Environment Portfolio Councillor Jenny McKay said while this species was not uncommon in Eastern Australia, this was the first time it had been detected by council during a fauna survey as well as the first recorded sighting in Buderim, so that made it particularly unique and special.
“Council undertakes flora and fauna surveys throughout our environmental reserves to understand the environment better and inform and improve management of its many diverse residents,” Cr McKay said.
“The recent discovery of the Eastern Blossom Bat helps us to continue to build knowledge of the dynamics and balance of the Buderim Forest Reserve and identify the best strategies and actions to safeguard this species.”

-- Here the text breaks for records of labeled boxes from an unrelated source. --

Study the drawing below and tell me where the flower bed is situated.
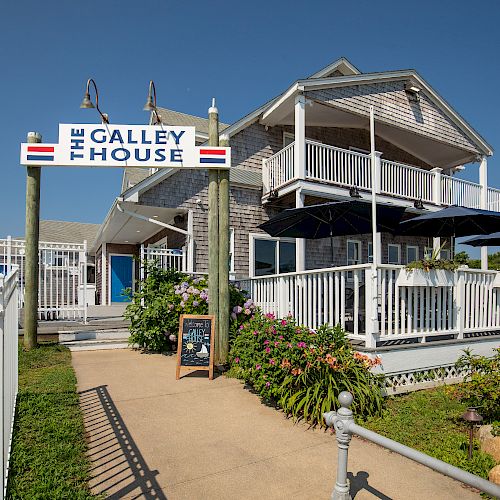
[125,262,255,352]
[229,313,383,425]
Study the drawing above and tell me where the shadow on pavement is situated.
[79,385,167,500]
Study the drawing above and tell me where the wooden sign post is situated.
[175,314,215,380]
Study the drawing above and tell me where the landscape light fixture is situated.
[349,186,361,198]
[142,80,161,125]
[462,407,483,460]
[80,78,109,123]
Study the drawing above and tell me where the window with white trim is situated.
[387,243,401,265]
[406,245,418,264]
[250,237,296,276]
[283,132,295,148]
[347,240,361,266]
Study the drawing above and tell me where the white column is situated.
[432,237,441,259]
[295,189,306,271]
[186,210,194,273]
[365,106,381,347]
[479,156,489,271]
[293,94,306,179]
[82,240,87,325]
[6,235,12,276]
[431,167,443,205]
[101,243,108,306]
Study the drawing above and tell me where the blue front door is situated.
[111,255,133,302]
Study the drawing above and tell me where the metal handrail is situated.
[323,391,500,500]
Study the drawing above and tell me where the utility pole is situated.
[208,99,219,364]
[24,132,42,350]
[217,131,230,364]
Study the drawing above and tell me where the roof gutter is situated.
[116,203,192,238]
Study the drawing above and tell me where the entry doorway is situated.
[109,255,134,304]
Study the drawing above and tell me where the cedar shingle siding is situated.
[133,82,477,277]
[305,81,480,153]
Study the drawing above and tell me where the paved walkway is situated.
[72,349,479,500]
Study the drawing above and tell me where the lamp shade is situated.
[80,92,95,109]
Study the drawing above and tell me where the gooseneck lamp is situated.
[142,80,161,125]
[80,78,109,123]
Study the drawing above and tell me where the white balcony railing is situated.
[380,160,434,203]
[488,188,500,212]
[306,140,372,189]
[441,175,481,208]
[262,139,500,211]
[245,264,500,347]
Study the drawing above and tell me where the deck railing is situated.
[247,264,500,347]
[380,160,434,203]
[487,188,500,212]
[0,236,87,320]
[441,175,481,208]
[262,139,494,211]
[140,245,187,280]
[0,269,19,498]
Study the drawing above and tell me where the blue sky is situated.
[0,0,500,254]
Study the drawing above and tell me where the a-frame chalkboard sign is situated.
[175,314,215,380]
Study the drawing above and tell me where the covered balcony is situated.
[262,139,500,211]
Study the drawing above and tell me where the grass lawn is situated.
[362,387,495,479]
[8,344,96,499]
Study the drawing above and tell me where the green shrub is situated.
[454,348,500,422]
[125,262,255,352]
[229,313,383,425]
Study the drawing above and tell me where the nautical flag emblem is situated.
[26,145,54,161]
[200,148,227,165]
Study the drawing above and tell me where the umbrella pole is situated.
[330,230,335,267]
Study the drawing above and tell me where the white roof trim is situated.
[262,70,493,156]
[309,57,361,78]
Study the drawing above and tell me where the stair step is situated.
[59,328,130,343]
[60,339,130,351]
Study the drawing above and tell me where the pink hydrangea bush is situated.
[125,262,255,352]
[229,312,383,425]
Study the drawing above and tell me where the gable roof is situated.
[307,57,361,80]
[124,57,493,198]
[15,220,101,247]
[260,69,493,156]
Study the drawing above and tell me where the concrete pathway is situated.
[72,349,479,500]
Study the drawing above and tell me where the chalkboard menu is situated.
[176,314,215,380]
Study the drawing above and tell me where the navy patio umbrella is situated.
[462,232,500,247]
[259,200,405,259]
[397,206,500,237]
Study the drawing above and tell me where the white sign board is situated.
[21,124,231,169]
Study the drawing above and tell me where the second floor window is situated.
[347,240,361,266]
[253,238,296,276]
[406,245,418,264]
[387,243,401,265]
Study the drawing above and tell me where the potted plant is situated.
[396,246,460,287]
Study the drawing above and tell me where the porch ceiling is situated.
[261,99,476,169]
[94,201,185,250]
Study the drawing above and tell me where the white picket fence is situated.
[0,237,87,320]
[248,264,500,347]
[0,269,19,498]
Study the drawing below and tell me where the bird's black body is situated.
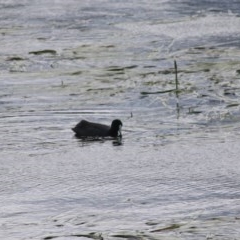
[72,119,122,138]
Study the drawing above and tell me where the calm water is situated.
[0,0,240,240]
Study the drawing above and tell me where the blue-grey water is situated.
[0,0,240,240]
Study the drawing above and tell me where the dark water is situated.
[0,0,240,239]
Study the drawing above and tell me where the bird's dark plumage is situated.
[72,119,122,138]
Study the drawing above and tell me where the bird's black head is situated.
[110,119,123,137]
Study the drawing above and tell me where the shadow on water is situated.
[74,135,123,147]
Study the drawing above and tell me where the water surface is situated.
[0,0,240,239]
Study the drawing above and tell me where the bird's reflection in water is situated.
[112,137,123,146]
[75,136,123,147]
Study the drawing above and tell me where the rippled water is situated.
[0,0,240,240]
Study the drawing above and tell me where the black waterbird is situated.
[72,119,123,138]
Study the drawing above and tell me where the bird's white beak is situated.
[118,125,122,137]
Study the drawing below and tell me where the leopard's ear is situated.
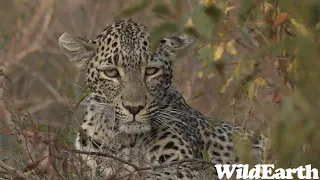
[155,35,194,61]
[59,33,97,70]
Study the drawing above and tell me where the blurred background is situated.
[0,0,320,179]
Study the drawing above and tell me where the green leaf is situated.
[152,3,170,17]
[37,124,48,132]
[150,22,180,50]
[115,0,150,20]
[186,4,215,39]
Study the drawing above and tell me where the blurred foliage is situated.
[0,0,320,179]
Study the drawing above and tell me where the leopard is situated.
[59,19,263,180]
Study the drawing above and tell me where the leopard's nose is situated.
[124,105,144,116]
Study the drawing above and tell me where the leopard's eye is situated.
[145,67,159,76]
[103,69,120,78]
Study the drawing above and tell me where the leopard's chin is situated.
[119,121,151,134]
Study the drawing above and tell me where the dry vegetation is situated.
[0,0,320,179]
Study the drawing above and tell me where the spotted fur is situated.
[59,20,261,180]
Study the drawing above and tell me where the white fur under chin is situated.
[119,123,151,134]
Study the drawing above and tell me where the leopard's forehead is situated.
[96,20,151,68]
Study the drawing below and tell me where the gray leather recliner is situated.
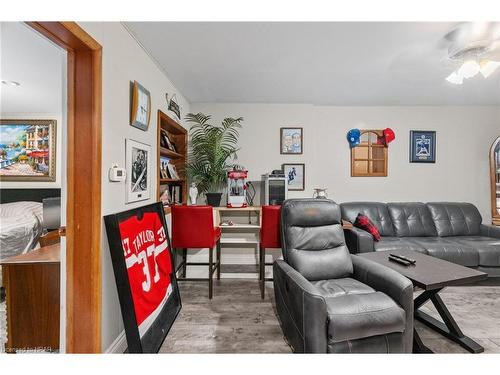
[273,199,413,353]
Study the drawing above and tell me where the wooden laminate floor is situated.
[160,279,500,353]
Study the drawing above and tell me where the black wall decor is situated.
[104,203,182,353]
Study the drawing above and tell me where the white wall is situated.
[191,103,500,222]
[80,22,189,351]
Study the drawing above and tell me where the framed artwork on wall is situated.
[410,130,436,163]
[280,128,304,155]
[130,81,151,131]
[125,139,151,203]
[282,163,306,190]
[104,202,182,353]
[0,120,57,182]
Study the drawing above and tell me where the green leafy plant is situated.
[186,113,243,193]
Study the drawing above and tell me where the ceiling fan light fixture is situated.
[457,60,481,78]
[479,60,500,78]
[446,72,464,85]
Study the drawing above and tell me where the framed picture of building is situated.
[0,119,57,181]
[280,128,304,155]
[410,130,436,163]
[104,202,182,353]
[125,139,151,203]
[130,81,151,131]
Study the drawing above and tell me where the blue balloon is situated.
[347,129,361,148]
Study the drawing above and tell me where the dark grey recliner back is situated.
[281,199,353,281]
[427,202,483,237]
[341,202,394,237]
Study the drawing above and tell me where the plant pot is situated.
[205,193,222,207]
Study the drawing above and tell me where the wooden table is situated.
[358,250,487,353]
[0,244,61,352]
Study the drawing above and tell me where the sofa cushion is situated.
[373,237,427,254]
[311,277,375,297]
[325,292,406,342]
[387,202,437,237]
[406,237,479,267]
[427,202,482,237]
[447,236,500,267]
[340,202,394,236]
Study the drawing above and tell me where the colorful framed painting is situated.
[280,128,304,155]
[410,130,436,163]
[282,163,306,190]
[130,81,151,131]
[0,120,57,181]
[125,139,151,203]
[104,202,182,353]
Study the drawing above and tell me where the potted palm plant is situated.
[186,113,243,206]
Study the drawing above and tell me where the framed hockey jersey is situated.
[104,203,181,353]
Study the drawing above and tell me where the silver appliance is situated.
[261,172,288,205]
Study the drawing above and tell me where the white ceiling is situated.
[0,22,66,114]
[125,22,500,105]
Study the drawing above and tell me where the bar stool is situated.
[259,205,281,299]
[172,206,221,299]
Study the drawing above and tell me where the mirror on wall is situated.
[490,137,500,226]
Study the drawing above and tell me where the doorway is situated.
[27,22,102,353]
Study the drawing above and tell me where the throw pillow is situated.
[353,214,380,241]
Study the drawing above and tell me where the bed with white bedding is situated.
[0,201,43,260]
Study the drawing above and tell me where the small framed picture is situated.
[130,81,151,131]
[160,185,171,206]
[159,156,170,179]
[167,163,179,180]
[125,139,151,203]
[282,164,306,190]
[280,128,304,155]
[410,130,436,163]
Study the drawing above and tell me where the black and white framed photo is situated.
[410,130,436,163]
[104,203,182,353]
[282,164,306,190]
[130,81,151,131]
[280,128,304,155]
[125,139,151,203]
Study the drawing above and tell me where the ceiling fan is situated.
[442,22,500,85]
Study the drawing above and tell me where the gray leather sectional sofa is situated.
[340,202,500,277]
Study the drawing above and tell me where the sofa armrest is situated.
[480,224,500,238]
[344,227,374,254]
[273,259,328,353]
[351,255,413,353]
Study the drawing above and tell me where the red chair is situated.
[172,206,221,299]
[259,206,281,299]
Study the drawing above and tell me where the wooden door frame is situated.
[27,22,102,353]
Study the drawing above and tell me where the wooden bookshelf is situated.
[156,110,188,213]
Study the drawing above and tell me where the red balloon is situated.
[384,128,396,145]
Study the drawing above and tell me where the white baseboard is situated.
[104,330,127,354]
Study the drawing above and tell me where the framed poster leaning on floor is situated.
[104,202,181,353]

Cr McKay said the finding of the Blossom Bat was even more rewarding as a newborn baby (known as a pup) was sheltered under its wing.
“Fawn to reddish-brown, with large eyes, a long narrow face and a long thin ‘brush-like’ tongue, the Blossom Bat is one of the smallest of all fruit bats, up to only 6cm in size,” she said.
“The species resides in rainforests, wet eucalypt forests and paperbark swamps and has a highly specialised diet, consisting of nectar and pollen from bottlebrush, paperbark, banksia and gum tree blossoms.
“The Blossom Bat is significant to the long term survival of our native forests because it plays an important role in the pollination and seed dispersal of many plants.”